Potentially lowest cost at highest volume?
However, although a disadvantage with SAW RFID is that it still employs a brittle chip like silicon, at least the processing steps are fewer and less precise, giving the promise - not yet realised in the marketplace - of lower cost than silicon chip based RFID. RFSAW has established sales of SAW RFID devices into many industries; it has also been prime mover in creating a subset of ISO 18000 to cover such devices.

Sterilization tolerant
The unique physics of SAW ID chips solves major RFID issues and achieves:

  • reliable reading at large separation between tag and reader
  • surmounting the tendency of liquids and metals to block reading signals, and
  • commercial full pallet reading which is a vitally important RFID capability.

In many applications, SAW tag read range is sufficiently large so that passive tags can replace high-cost battery-powered active tags.

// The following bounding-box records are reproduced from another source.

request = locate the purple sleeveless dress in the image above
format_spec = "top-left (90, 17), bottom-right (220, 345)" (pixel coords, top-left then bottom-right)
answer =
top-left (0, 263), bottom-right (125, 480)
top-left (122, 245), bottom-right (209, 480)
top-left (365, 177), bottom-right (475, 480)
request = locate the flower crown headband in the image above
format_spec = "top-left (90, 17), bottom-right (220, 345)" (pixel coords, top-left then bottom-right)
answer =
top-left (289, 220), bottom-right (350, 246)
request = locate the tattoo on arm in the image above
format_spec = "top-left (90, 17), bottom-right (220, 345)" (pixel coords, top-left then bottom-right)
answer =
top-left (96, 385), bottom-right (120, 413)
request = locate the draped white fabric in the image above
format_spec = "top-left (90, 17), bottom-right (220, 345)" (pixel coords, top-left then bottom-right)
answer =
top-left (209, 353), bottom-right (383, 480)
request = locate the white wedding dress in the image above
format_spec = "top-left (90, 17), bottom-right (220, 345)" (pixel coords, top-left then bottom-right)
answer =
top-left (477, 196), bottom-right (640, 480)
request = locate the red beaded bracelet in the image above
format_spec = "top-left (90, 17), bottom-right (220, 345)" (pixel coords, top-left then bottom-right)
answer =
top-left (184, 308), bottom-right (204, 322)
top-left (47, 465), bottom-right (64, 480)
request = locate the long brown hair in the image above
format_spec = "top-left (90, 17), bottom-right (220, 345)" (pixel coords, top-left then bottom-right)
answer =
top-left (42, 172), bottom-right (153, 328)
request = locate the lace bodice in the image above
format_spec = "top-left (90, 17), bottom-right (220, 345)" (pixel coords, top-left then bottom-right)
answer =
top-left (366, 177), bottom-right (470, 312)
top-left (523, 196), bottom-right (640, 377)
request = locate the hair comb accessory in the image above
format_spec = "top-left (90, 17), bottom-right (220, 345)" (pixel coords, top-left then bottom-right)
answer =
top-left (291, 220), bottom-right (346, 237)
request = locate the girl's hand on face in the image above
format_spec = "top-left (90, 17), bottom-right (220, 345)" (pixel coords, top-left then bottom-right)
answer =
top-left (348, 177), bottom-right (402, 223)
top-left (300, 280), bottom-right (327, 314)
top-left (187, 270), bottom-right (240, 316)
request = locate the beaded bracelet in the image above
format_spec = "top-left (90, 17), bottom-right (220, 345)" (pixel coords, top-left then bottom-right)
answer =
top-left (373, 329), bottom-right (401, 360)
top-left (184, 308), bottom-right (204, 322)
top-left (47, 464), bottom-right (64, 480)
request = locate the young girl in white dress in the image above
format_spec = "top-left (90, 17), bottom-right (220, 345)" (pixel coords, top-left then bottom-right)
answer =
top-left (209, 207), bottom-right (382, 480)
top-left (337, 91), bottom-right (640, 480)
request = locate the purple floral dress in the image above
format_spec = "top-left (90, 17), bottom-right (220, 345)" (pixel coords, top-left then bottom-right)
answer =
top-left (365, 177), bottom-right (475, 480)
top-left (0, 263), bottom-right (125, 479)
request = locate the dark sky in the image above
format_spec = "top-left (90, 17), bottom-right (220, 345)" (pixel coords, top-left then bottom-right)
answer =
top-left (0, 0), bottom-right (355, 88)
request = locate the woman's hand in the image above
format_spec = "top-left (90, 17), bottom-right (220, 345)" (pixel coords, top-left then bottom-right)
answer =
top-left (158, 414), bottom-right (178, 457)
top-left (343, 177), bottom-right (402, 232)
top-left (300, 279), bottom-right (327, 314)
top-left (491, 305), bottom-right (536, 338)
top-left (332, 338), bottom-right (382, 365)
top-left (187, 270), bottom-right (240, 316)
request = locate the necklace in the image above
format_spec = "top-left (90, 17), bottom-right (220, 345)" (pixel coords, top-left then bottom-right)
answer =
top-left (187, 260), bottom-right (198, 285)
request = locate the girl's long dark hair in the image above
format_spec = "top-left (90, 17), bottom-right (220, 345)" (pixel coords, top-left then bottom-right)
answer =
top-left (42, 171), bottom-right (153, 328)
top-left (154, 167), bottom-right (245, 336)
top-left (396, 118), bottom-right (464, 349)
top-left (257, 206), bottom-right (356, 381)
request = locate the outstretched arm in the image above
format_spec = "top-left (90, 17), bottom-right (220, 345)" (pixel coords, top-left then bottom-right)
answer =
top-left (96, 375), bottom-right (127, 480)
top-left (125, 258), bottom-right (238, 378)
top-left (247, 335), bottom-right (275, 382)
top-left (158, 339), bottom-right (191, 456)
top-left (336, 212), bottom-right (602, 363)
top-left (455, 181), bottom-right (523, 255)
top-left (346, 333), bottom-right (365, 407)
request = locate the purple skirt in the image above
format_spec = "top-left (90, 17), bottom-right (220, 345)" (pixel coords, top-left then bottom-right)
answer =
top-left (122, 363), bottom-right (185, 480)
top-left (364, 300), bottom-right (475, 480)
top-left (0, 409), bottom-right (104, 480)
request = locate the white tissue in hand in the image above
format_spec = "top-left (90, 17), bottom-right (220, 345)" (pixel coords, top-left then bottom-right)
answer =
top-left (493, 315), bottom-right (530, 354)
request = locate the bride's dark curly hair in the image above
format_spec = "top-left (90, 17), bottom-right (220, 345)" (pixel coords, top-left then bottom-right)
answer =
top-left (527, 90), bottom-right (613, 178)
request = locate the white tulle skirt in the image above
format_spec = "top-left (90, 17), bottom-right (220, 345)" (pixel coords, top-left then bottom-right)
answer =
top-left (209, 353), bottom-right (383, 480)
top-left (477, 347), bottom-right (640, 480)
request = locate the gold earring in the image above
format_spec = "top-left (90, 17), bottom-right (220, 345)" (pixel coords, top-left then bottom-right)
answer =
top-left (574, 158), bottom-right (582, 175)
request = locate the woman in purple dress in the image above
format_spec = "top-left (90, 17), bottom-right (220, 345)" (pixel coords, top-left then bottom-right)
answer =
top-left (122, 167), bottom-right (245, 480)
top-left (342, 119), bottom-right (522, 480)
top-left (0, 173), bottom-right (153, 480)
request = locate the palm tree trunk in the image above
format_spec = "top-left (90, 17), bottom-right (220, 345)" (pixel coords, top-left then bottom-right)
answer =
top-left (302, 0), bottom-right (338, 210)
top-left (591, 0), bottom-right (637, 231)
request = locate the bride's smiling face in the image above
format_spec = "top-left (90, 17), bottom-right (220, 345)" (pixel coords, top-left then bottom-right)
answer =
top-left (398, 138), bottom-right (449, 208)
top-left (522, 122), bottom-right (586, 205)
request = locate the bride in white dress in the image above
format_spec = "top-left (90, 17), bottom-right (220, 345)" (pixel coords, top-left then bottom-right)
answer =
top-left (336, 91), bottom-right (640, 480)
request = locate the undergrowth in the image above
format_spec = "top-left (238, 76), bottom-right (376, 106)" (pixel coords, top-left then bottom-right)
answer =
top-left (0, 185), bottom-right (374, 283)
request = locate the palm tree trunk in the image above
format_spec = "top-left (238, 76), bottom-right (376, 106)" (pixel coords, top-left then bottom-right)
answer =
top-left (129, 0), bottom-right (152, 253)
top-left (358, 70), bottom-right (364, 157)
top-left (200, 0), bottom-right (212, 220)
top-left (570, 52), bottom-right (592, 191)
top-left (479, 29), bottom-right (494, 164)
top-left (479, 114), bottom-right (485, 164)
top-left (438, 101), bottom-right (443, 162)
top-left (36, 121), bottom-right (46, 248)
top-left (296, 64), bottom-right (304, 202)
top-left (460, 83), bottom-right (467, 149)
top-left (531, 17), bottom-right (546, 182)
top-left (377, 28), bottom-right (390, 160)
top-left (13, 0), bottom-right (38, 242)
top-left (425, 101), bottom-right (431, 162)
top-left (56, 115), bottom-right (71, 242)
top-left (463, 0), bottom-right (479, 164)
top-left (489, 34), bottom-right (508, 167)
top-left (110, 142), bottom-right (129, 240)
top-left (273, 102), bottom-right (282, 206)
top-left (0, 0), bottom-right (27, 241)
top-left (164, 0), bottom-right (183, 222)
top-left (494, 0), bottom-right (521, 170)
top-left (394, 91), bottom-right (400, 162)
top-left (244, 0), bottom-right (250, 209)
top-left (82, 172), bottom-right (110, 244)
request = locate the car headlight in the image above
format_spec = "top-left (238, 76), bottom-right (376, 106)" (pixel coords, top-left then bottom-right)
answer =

SAW-based RFID systems have the inherent ability to measure tag position, direction of travel, and tag temperature, which are costly or difficult to implement with competing technologies. Furthermore, SAW tags can withstand security and safety related processes that involve elevated operating temperatures, high energy x-rays, or gamma ray sterilization as is used with some food and medical supplies.

As an example, the RFSAW Global SAW tag uses an inherently lower cost chip in combination with a smaller, less costly tag antenna, which results in a cost advantage over competing IC-based tags. In addition, overall system cost is optimized by placing key signal processing functions such as multi-tag reading in the reader unit instead of the tag. It is enabled by multiple-access spread-spectrum signaling that provides the necessary high-speed reading with substantially higher interference resistance and spectrum compatibility with other radio frequency systems and RFID readers. Unlike UHF, it can operate legally worldwide today - no need to await European, Chinese and other radio regulation reviews. 256 bit versions are possible - far more than the memory demanded for item level, pallet and case tagging, let alone other conveyances and vehicles.

Other companies develop SAW RFID
These activities have led giant Samsung of Korea to announce that it had a program to develop SAW chipless RFID, apparently to get costs down against silicon chip RFID which is going to be about 12 cents per tag in highest volume in 2006 to EPC Gen2, quite unacceptable for most item level tagging. Thoronics of Germany has created a SAW design house for custom design of SAW RFID tags. Carinthian Tech Research (CTR) of Austria, has recently developed new passive RFID tags able to tolerate and monitor temperatures in engineering and industrial applications rather than the high volume low cost applications made possible by RFSAW.